Another way of looking at it is that an herb asks the body to do something. This is why they work best in combination with changes in diet and lifestyle. If the resources are lacking in the body, herbs will not perform as well, or maybe not at all. This is why nothing can compensate for a poor diet, an unrecognized food allergy, chronic sleep debt, or unhealthy thought patterns.

 

Very often we are not sure how they work. Scientists like to look for the active constituent in an herb: let’s discover exactly what is responsible for this herb’s action. This is the origin of many pharmaceutical drugs.

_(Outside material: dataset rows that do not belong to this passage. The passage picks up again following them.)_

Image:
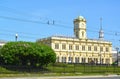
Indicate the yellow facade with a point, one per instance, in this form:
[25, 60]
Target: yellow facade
[80, 49]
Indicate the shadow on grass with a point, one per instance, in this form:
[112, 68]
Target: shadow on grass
[29, 69]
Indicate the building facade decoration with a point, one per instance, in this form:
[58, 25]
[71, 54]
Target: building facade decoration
[80, 49]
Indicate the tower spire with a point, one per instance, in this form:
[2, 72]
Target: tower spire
[101, 23]
[101, 32]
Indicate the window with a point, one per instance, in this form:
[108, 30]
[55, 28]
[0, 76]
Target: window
[57, 60]
[63, 59]
[95, 48]
[56, 46]
[63, 46]
[70, 59]
[76, 59]
[82, 34]
[83, 48]
[83, 60]
[70, 47]
[107, 49]
[89, 48]
[101, 49]
[77, 47]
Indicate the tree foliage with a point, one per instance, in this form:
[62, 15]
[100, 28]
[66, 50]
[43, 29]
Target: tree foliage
[26, 53]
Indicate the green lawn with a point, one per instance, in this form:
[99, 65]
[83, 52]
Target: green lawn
[60, 69]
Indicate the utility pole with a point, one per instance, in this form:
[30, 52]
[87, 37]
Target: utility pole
[16, 37]
[117, 54]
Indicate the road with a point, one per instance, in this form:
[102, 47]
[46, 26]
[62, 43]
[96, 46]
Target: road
[68, 77]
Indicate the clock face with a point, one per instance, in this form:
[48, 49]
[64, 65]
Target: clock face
[76, 25]
[82, 24]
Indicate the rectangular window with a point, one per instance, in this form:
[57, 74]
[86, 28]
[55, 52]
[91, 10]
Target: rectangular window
[63, 46]
[83, 48]
[70, 59]
[101, 49]
[95, 48]
[70, 47]
[89, 48]
[56, 46]
[107, 49]
[77, 47]
[63, 59]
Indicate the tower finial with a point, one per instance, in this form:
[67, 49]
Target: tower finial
[101, 23]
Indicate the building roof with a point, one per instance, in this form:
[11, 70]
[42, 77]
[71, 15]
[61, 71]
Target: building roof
[74, 38]
[2, 41]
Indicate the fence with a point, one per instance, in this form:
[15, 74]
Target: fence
[61, 68]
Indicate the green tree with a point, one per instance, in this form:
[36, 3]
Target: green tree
[26, 53]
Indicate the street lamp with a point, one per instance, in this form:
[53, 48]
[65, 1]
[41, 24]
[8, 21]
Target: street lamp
[16, 37]
[117, 54]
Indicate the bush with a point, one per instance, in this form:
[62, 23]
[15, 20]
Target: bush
[26, 53]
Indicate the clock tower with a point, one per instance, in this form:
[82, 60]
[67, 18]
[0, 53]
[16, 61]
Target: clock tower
[80, 27]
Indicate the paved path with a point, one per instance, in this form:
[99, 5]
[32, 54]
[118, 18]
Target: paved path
[69, 77]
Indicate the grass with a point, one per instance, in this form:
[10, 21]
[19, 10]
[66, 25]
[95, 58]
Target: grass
[60, 70]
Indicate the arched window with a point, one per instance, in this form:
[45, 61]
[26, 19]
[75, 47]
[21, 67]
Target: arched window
[82, 34]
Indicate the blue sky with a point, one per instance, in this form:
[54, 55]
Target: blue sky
[28, 18]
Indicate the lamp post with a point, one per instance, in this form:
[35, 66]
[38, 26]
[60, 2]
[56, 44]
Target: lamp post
[117, 54]
[16, 37]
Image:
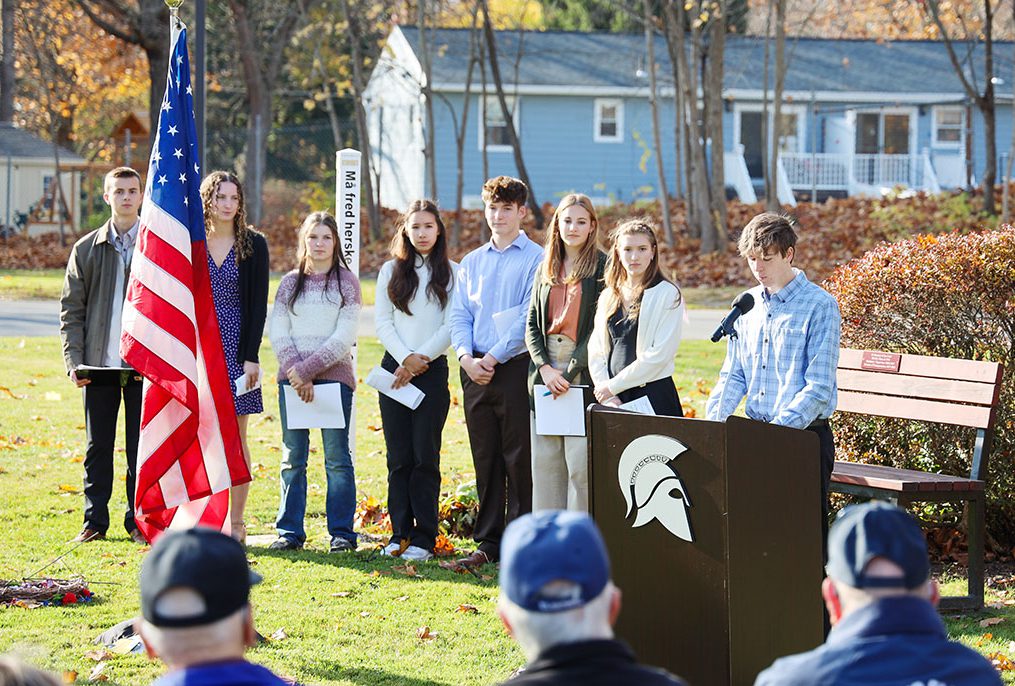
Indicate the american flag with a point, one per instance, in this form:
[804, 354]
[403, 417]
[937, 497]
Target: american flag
[189, 453]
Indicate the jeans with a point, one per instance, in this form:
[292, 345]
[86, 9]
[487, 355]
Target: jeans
[340, 502]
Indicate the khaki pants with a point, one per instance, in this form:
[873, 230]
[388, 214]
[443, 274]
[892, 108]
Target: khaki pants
[559, 464]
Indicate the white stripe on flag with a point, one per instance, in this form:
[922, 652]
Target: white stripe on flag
[159, 342]
[209, 434]
[174, 485]
[162, 224]
[163, 284]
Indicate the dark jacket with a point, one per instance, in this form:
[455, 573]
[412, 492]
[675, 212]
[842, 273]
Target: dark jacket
[894, 641]
[592, 663]
[537, 324]
[86, 302]
[253, 299]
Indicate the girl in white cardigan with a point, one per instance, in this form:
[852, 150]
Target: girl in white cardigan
[637, 324]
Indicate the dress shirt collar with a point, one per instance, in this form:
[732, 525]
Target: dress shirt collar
[519, 243]
[786, 293]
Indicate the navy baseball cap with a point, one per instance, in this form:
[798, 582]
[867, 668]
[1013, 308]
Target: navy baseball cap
[203, 560]
[552, 546]
[877, 529]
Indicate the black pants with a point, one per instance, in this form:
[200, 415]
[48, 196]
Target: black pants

Sometimes we will discover the active constituents in a plant and be able to study how we think the plant works, but very often the identified constituent will not have the same effect as the whole plant in the human body.

 

Herbs contain unidentified numbers of constituents that work together synergistically, and for this reason, do not fit into our reductionistic model of thinking. They work best in their whole plant form, gently nudging the body back into balance.

 

As previously described, herbs create movement where there is stagnation. Exactly how herbs do this is beyond me, and I am humble in the face of Mother Nature and the human body. Very often, it is not the herb doing anything anyway; it is the body’s response to the herb that is responsible for its effects. One drop of a bitter herb such as gentian on the tongue does not do anything, but the body responds to the taste by up regulating its digestive function. The person may notice increased saliva production or appetite, if it was lacking before.

 

What we can be sure of is observable phenomenon. When an herb shifts your physiology, you will feel it. Herbs do not want to be intellectualized, they want to be experienced and felt in the body, just like food. For this reason, eating and herbal medicine is more of an art, than a science.